According to the Federal Motor Carrier Safety Administration (FMCSA), truck drivers who transport cargo long distances are required to take prescribed rest periods and may not drive past a certain amount of hours. These regulations are in place to ensure that drivers get enough rest so that they can remain alert while operating a vehicle. That way, fatigue does not cause drivers to fall asleep at the wheel or to diminish their reaction time, concentration and judgment on the road.
With regard to property-carrying drivers, a minimum of 10 hours off-duty is required in order to drive for up to 11 hours straight. No driver is allowed to drive beyond the 14th hour after reporting for duty, regardless of any time spent off-duty. Every eight hours, a driver must either be in a truck's sleeping berth or off duty for at least 30 minutes (an exception exists for short haulers).
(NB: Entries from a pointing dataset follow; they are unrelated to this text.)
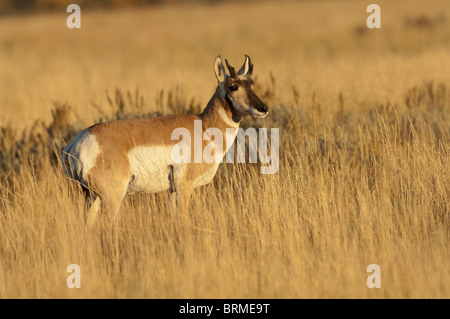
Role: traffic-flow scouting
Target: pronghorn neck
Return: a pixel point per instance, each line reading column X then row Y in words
column 218, row 113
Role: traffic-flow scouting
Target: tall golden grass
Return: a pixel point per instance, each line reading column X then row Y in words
column 364, row 152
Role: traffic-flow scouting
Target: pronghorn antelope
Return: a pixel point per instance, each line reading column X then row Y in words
column 134, row 155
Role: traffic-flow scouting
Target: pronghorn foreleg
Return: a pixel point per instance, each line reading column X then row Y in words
column 180, row 191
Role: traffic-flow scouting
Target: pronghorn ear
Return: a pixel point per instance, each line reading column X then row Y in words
column 247, row 68
column 219, row 69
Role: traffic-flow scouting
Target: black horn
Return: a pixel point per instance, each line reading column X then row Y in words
column 231, row 69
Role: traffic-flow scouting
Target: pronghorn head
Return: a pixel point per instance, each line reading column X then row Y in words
column 237, row 89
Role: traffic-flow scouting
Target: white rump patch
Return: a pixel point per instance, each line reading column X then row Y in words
column 81, row 153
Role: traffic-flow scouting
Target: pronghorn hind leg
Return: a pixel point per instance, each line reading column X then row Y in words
column 93, row 212
column 179, row 192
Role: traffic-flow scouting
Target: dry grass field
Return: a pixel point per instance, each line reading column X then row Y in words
column 364, row 176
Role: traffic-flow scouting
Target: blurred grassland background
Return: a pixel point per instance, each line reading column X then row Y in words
column 364, row 120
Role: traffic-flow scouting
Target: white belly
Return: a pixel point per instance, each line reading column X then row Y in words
column 150, row 169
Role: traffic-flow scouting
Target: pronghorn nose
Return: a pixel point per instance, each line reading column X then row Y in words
column 264, row 108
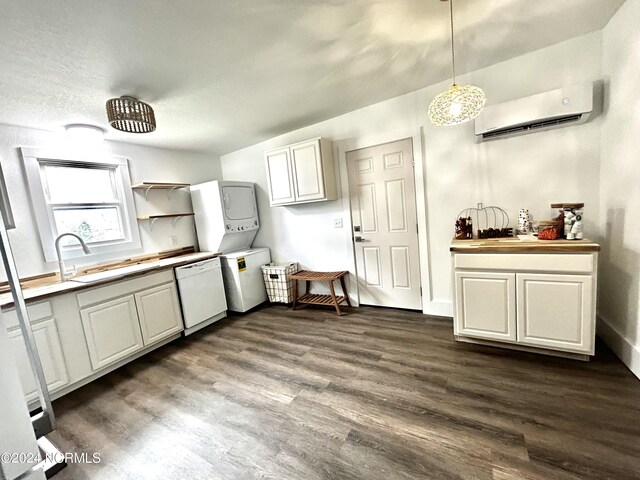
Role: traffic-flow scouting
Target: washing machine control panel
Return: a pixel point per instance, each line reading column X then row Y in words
column 242, row 226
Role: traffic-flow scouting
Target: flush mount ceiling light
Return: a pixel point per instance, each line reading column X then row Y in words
column 129, row 114
column 81, row 134
column 460, row 103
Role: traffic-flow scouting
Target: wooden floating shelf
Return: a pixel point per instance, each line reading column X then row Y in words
column 169, row 187
column 174, row 216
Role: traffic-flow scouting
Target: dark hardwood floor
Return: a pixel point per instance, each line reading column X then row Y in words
column 377, row 394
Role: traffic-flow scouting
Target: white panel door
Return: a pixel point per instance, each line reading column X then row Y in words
column 50, row 353
column 280, row 176
column 383, row 210
column 159, row 312
column 112, row 331
column 556, row 311
column 307, row 171
column 485, row 305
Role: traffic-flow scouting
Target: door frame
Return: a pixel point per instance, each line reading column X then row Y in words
column 341, row 147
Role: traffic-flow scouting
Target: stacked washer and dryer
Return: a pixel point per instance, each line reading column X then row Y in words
column 226, row 216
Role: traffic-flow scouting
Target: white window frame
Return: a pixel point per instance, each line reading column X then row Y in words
column 34, row 161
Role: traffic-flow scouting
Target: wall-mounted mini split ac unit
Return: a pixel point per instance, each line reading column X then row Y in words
column 563, row 107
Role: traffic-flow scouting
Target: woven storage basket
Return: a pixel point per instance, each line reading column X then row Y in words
column 278, row 282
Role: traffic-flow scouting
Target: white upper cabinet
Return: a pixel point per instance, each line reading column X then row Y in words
column 280, row 176
column 301, row 173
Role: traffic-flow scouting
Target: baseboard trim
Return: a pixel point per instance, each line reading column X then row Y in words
column 438, row 309
column 626, row 351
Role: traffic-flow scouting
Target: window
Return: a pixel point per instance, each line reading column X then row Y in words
column 89, row 198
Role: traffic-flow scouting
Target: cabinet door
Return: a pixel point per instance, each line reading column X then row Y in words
column 112, row 331
column 307, row 171
column 280, row 176
column 50, row 353
column 159, row 312
column 556, row 311
column 486, row 305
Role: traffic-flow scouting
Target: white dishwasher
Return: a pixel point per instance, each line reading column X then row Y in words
column 201, row 294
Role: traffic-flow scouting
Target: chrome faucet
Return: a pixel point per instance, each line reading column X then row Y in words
column 85, row 249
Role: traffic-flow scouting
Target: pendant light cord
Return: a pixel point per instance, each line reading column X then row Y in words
column 453, row 51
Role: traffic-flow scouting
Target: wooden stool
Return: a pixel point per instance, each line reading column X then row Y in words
column 317, row 299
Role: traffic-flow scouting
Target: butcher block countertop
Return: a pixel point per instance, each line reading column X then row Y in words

If a driver fails to adhere to these regulations and has an accident resulting in injury or death, it could provide evidence of negligence in any civil action filed by, or on behalf of, a victim.
Satisfying a Louisiana court of a truck driver's negligence could result in an award of damages that could defray the financial losses incurred as the result of an accident with a tractor trailer. Truck driver fatigue may not seem like as pressing an issue as driving under the influence of drugs or alcohol. However, the outcome is often the same.